Detective Harry Bosch has retired from the LAPD, but his half-brother, defense attorney Mickey Haller, needs his help.  The murder rap against his client seems ironclad, but Mickey is sure it's a setup.  Thought it goes against all his instincts, Bosch takes the case.  With the secret help of his former LAPD partner, Lucia Soto, he turns the investigation inside the police department.  But as Bosch gets closer to discovering the truth, he makes himself a target.

Dave and I agreed that this was one of Connelly's best.  I hope the Bosch/Haller team will continue.

It will come as no surprise to anyone who has read any of my previous reviews that I love, love, love the newest Mitford story by Jan Karon.  
  
Mitford fans have kept a special place in their hearts for Dooley Kavanagh, first seen in "At Home in Mitford" as a barefoot, freckle-faced boy in filthy overalls.  Now, Father Tim's adopted son has graduated from vet school, opened his own animal clinic, and is about to marry Lace Harper.  Jan Karon delivers the wedding that millions of Mitford fans have waited for.  It's a June day in the mountains, with more than a few creatures great and small, and you're invited -- because you're family.

This is one of my top 3 series, mostly due to that "family" feeling.  Not only do I anticipate the next installment, but I frequently revisit earlier volumes.  They have tremendous re-readability.

The disappointment in my recent reads was sit! stay! speak!  I picked it up in the airport with visions of a "Marley and Me-esque story. It turned out to be standard romance, mixed with a predictable mystery, with a puppy in a supporting role.   It's not a bad book, just not what I expected given the title and cover photo.

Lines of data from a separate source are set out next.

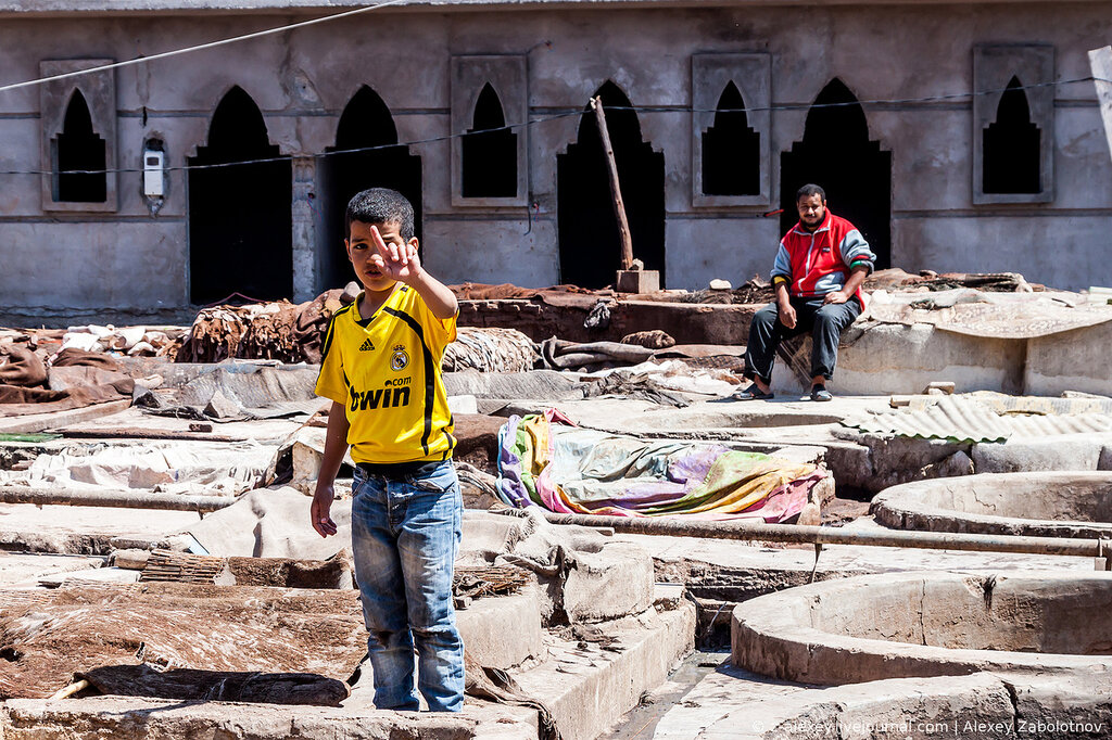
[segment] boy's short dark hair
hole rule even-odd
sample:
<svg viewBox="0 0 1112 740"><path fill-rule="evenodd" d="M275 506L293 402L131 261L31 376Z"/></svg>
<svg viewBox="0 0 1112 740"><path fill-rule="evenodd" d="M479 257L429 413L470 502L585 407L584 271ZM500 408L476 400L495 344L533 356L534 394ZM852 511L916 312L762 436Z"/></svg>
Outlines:
<svg viewBox="0 0 1112 740"><path fill-rule="evenodd" d="M795 191L795 202L800 202L801 198L811 198L812 196L818 196L824 203L826 202L826 191L813 183L805 184Z"/></svg>
<svg viewBox="0 0 1112 740"><path fill-rule="evenodd" d="M348 201L347 212L344 214L344 232L348 239L351 238L353 221L397 223L401 239L409 241L414 238L413 203L400 192L389 188L370 188Z"/></svg>

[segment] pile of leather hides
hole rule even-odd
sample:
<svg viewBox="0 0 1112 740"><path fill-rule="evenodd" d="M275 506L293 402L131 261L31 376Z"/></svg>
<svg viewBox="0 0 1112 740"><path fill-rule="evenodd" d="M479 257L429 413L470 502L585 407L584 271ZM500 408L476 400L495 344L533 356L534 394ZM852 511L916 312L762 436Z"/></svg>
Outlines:
<svg viewBox="0 0 1112 740"><path fill-rule="evenodd" d="M824 476L722 444L579 429L555 409L510 417L498 441L499 498L560 513L782 522Z"/></svg>
<svg viewBox="0 0 1112 740"><path fill-rule="evenodd" d="M133 389L135 381L107 354L67 348L48 368L27 346L0 343L0 417L119 401Z"/></svg>

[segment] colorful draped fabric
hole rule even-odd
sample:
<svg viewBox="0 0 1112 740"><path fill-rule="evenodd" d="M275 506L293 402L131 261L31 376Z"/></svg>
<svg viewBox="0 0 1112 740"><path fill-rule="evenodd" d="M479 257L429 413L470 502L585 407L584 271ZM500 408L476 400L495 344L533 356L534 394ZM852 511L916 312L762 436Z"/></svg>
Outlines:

Tragedy sent Addie Andrews fleeing from Chicago to the shelter of an unexpected inheritance - her beloved aunt's somewhat dilapidated home in Eunice, Arkansas.  There,

she reconnects with some of her most cherished childhood memories.  People say nothing happens in a small towns, but Addie quickly learns better.  She's got an elderly next-door-neighbor who dances outside in his underwear, a house needing more work than she has money, and a local drug dealer holding a massive grudge against her.

Most surprising of all, she's got a dog - a bedraggled puppy she discovered abandoned, lost and in desperate need of love.  Kind of like Addie herself.  She'd come to Eunice hoping to hide from the world, but soon discovers that perhaps she's finding her way back to living, laughing and loving once more.


I may be admitting my own stupidity here - or at least my delusion - but does anyone else have higher expectations from a book printed in trade paperback size rather than mass market size?  For some reason I always assume that publishers wouldn't give those extra inches to an average story.